Fast algorithms are developed for Bayesian analysis of Gaussian hierarchical models with intrinsic conditional autoregressive (ICAR) spatial random effects. To achieve computational speed-ups, first a result is proved on the equivalence between the use of an improper CAR prior with centering on the fly and the use of a sum-zero constrained ICAR prior. This equivalence result then provides the key insight for the algorithms, which are based on rewriting the hierarchical model in the spectral domain. The two novel algorithms are the Spectral Gibbs Sampler (SGS) and the Spectral Posterior Maximizer (SPM). Both algorithms are based on one single matrix spectral decomposition computation. After this computation, the SGS and SPM algorithms scale linearly with the sample size. The SGS algorithm is preferable for smaller sample sizes, whereas the SPM algorithm is preferable for sample sizes large enough for asymptotic calculations to provide good approximations. Because the matrix spectral decomposition needs to be computed only once, the SPM algorithm has computational advantages over algorithms based on sparse matrix factorizations (which need to be computed for each value of the random effects variance parameter) in situations when many models need to be fitted.

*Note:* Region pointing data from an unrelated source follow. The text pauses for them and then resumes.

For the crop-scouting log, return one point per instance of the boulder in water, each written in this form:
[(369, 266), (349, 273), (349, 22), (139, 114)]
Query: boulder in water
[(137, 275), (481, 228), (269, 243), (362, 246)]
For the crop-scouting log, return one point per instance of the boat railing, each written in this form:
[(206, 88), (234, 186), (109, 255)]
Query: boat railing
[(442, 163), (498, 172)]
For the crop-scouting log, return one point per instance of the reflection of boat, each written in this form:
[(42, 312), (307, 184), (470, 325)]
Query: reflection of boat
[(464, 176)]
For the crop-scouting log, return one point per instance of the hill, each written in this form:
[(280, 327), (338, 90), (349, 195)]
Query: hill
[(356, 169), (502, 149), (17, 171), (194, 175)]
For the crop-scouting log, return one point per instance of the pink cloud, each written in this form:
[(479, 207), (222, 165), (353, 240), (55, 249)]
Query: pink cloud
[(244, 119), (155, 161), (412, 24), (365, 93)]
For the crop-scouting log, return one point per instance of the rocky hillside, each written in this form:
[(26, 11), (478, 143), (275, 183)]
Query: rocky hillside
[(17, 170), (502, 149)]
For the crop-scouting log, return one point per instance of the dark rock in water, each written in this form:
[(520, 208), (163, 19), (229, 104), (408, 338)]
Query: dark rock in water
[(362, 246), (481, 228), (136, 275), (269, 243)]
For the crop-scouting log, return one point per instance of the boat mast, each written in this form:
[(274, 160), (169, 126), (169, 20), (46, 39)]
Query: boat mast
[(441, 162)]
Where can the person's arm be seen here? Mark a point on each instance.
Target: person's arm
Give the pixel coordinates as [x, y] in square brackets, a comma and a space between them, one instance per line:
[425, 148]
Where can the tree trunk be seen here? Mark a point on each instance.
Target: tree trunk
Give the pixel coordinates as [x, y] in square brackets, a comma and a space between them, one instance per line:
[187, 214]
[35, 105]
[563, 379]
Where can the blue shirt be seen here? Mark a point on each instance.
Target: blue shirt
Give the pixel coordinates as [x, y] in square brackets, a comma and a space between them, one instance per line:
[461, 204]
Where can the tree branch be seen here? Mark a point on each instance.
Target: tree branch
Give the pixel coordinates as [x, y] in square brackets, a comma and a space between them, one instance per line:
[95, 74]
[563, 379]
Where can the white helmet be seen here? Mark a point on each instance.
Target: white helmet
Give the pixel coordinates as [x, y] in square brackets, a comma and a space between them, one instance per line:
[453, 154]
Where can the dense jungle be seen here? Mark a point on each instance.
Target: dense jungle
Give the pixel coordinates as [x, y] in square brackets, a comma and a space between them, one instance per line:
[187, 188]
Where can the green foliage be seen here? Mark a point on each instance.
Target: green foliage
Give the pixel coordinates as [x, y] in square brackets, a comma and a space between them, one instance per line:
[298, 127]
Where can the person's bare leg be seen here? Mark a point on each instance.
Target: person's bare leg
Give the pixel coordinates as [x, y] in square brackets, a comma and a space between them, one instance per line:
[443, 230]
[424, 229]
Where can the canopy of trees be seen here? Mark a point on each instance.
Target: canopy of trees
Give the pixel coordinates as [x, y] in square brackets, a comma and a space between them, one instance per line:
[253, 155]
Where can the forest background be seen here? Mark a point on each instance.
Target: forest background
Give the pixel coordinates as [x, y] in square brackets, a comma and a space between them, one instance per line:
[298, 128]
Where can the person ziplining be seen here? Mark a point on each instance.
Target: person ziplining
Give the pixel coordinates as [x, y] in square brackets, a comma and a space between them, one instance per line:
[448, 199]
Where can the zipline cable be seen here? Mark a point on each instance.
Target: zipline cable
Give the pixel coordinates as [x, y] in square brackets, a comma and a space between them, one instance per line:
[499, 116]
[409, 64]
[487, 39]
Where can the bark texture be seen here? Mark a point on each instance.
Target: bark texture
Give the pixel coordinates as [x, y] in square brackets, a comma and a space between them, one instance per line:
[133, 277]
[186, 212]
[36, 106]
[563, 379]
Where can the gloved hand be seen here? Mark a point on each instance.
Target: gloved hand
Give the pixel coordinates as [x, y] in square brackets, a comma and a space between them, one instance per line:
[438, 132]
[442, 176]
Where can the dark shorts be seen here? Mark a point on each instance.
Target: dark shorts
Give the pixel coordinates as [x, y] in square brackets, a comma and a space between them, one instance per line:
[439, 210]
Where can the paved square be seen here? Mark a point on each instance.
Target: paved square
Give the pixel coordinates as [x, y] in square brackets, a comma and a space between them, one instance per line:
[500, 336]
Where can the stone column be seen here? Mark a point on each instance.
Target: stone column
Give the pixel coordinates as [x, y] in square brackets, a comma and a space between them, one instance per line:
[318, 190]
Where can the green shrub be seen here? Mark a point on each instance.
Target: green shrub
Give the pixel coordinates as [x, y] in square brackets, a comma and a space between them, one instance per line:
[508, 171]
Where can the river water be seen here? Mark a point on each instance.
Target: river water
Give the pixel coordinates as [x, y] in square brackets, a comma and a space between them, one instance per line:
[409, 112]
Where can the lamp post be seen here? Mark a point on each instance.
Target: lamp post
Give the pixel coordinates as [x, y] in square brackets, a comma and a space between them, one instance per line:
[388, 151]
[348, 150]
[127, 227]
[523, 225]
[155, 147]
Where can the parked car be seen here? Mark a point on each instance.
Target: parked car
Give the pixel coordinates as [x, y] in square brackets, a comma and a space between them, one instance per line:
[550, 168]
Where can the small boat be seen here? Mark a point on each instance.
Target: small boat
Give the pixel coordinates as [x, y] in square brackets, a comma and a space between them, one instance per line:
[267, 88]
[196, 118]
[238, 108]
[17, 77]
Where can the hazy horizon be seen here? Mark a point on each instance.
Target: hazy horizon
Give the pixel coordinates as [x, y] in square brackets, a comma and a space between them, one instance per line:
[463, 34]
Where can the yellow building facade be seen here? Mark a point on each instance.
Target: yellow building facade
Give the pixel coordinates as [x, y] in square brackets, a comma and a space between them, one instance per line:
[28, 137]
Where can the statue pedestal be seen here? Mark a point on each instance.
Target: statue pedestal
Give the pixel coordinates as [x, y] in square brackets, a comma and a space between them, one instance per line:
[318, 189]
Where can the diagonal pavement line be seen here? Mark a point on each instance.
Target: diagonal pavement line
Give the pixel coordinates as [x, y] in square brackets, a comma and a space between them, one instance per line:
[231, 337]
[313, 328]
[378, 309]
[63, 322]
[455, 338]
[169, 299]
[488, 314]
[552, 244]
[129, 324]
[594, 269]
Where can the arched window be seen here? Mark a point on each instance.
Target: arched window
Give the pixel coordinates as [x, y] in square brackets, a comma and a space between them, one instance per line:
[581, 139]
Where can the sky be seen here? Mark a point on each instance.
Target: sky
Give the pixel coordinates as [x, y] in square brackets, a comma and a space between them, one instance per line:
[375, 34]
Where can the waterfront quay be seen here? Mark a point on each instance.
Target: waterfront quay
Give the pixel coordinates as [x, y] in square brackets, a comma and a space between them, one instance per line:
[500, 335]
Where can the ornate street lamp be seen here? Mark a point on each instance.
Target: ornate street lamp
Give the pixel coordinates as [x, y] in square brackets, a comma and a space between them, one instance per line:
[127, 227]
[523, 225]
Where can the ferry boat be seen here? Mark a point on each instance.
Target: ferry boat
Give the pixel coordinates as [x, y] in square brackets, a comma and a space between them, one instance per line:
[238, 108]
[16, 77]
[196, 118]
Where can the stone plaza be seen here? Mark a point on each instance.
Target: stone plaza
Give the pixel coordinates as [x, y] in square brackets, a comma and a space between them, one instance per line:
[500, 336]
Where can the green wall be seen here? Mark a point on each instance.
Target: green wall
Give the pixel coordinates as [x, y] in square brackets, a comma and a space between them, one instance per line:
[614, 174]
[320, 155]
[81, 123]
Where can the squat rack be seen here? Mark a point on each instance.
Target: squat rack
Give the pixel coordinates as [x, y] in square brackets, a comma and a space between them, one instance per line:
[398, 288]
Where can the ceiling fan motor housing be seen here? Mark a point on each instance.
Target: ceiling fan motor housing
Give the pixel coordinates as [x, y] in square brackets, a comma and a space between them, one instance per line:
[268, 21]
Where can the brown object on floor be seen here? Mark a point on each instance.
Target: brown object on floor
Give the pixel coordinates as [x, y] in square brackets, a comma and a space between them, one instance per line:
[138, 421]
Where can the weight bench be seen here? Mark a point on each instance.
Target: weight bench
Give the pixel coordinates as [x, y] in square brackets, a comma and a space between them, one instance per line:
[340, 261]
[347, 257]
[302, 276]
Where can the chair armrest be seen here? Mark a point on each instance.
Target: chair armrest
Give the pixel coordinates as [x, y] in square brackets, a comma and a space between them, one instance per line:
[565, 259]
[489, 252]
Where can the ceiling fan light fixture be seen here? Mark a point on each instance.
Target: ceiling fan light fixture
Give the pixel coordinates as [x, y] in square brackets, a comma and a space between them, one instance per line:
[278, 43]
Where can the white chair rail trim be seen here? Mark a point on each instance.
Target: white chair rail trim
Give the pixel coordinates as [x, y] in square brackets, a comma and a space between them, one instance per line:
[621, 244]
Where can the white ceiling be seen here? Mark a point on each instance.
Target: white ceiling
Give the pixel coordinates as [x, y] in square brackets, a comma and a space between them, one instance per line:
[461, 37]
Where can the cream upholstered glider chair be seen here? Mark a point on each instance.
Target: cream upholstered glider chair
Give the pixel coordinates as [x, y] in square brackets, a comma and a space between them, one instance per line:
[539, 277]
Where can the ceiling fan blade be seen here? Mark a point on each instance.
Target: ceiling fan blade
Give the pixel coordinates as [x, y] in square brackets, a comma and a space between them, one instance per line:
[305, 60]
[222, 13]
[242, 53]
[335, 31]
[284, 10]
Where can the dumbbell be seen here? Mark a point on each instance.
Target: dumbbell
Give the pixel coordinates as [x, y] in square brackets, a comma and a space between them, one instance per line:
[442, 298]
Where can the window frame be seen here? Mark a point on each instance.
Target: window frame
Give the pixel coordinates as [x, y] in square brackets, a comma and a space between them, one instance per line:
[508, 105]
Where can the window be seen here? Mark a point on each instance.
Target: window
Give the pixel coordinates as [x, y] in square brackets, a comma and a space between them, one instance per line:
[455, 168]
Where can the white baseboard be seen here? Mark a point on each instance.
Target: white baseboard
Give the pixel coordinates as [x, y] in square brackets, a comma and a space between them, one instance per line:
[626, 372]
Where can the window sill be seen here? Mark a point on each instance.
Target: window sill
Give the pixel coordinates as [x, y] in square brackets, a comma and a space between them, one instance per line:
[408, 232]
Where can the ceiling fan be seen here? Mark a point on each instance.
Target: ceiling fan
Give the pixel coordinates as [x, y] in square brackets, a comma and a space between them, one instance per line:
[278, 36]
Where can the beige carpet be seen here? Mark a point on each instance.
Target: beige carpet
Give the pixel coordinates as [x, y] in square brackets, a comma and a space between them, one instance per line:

Three simulation studies are performed: the first simulation study shows improved performance in computational speed in estimation of the SGS algorithm compared to an algorithm that uses the spectral decomposition of the precision matrix; the second simulation study shows that for model selection computations with 10 regressors and sample sizes varying from 49 to 3600, when compared to the current fastest state-of-the-art algorithm implemented in the R package INLA, SPM computations are 550 to 1825 times faster; the third simulation study shows that, when compared to default INLA settings, SGS and SPM combined with reference priors provide much more adequate uncertainty quantification. Finally, the application of the novel SGS and SPM algorithms is illustrated with a spatial regression study of county-level median household income for 3108 counties in the contiguous United States in 2017.